Maybe life isn’t about avoiding the bruises. Maybe it’s about collecting the scars to prove that we showed up for it.
— Hannah Brencher

I was 12 the first time I experienced a migraine. We initially thought it was a recurrent sinus infection as it would come and go in the span of weeks. During a friend's birthday party, something happened that no one thought possible. I came home with a pounding headache that has never gone away. 

That was nearly two decades ago. 

Since then I have visited neurologists, headache specialists, cardiologists, pain management specialists, and countless other doctors all with the same four words: "We can't cure you." I eventually got the diagnosis of Chronic Daily Headache -- Migraine Status and met others with the same diagnosis and the same story. 

But I was young, with that inherent resiliency that the young are known for, and my parents were determined and creative in that determination. I learned to live with my pain, learned the triggers that made the pain worse, and learned how to make the most of my life. 

I made it through college by taking a mix of on-campus classes and online classes. Most majors are chosen by interest or skill set, but I needed several other criteria filled: schedule flexibility, self-employment options, soft lighting, and a quiet setting. Counseling hit the mark on all of them. 

Graduate school was even tougher than undergraduate. But by that time,  a neighbor had sent me information regarding an new technology called a neurostimulator. Similar to the more common spinal stimulator, only placed just under the skin in my forehead and back of my neck, the neurostimulator creates delicate electrical pulses that disrupt the pain signals before they reach the brain. I had a 30% pain reduction, and although that doesn't sound like much, nothing had ever touched my headache before. 

The neurostimulator proved invaluable in graduate school, where online classes weren't available, internships were required, and graduate assistantships helped pay for tuition. Unfortunately, as my migraine became more manageable, something else was making it's presence known. 

One would think that having one chronic condition would excuse you from picking up another. But that's not how the world works. 


[To my male readers, continue on if you like, but be warned: lady's topic ahead.]

As a teenager, my periods had never been painful. By college, that had changed. I initially didn't think anything of it. Some women have cramps, everyone knows that! When the pain kept getting worse, I started researching and asking other women about their experiences. Everything I read and everyone I spoke to all assured me that my experiences were normal, not to worry about it, and to take some Ibuprofen. By graduate school the pain surpassed my migraines, and I routinely chose to spend sick days, not on my terrible migraines like I had in the past, but on what was steadily becoming a monthly nightmare. 

Shortly after obtaining my Master of Arts degree in Counseling, the pain skyrocketed even further. My primary care physician suspected a common, but little understood, disease called endometriosis. It is a disease in which the tissue that normally lines the uterus appears outside of it, adhering to other organs, nerves, and the abdominal wall, causing chronic inflammation, internal scar tissue, severe pain, and decreased fertility. Unfortunately treatment options are limited to pain medications, hormone therapy, and surgery. Obviously I opted for the former two, but they were only marginally effective. 

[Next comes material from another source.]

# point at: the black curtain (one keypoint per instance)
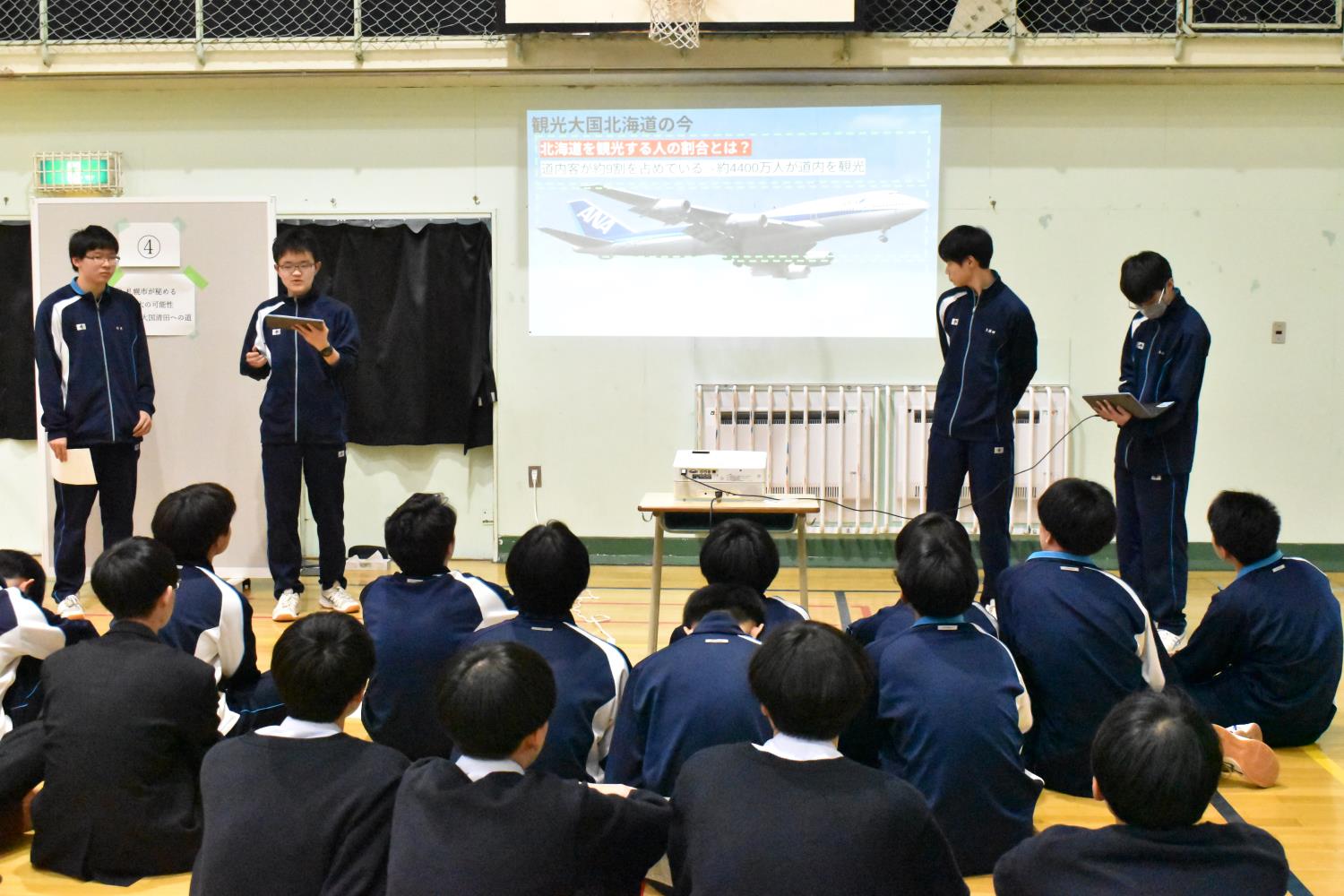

A year later I ended up in the ER with confused doctors wondering why I had appendicitis-like pain on the left side of my abdomen. Although 1 in 10 women of child-bearing age will develop endometriosis, most doctors don't know how to treat it. Thus started another journey of gynecologists, gastroenterologists, radiologists, and surgeons.

Obtaining the diagnosis was half the battle, but the truth was that there is no cure for endometriosis. It is a cyclic disease in which surgery provides the greatest relief of symptoms, yet only for a year or two at a time. Then it's back under the knife. 

As I recovered from my most recent surgery, I decided to design Chronic Pain Conundrums. I had always planned to create an online counseling platform for chronic pain sufferers, I just never expected to need the convenience of it as much as my clients. I enjoyed working with clients in an office setting, but with the advancement of my endometriosis, that is no longer possible. My hope is that this website helps you to not feel so alone in your pain.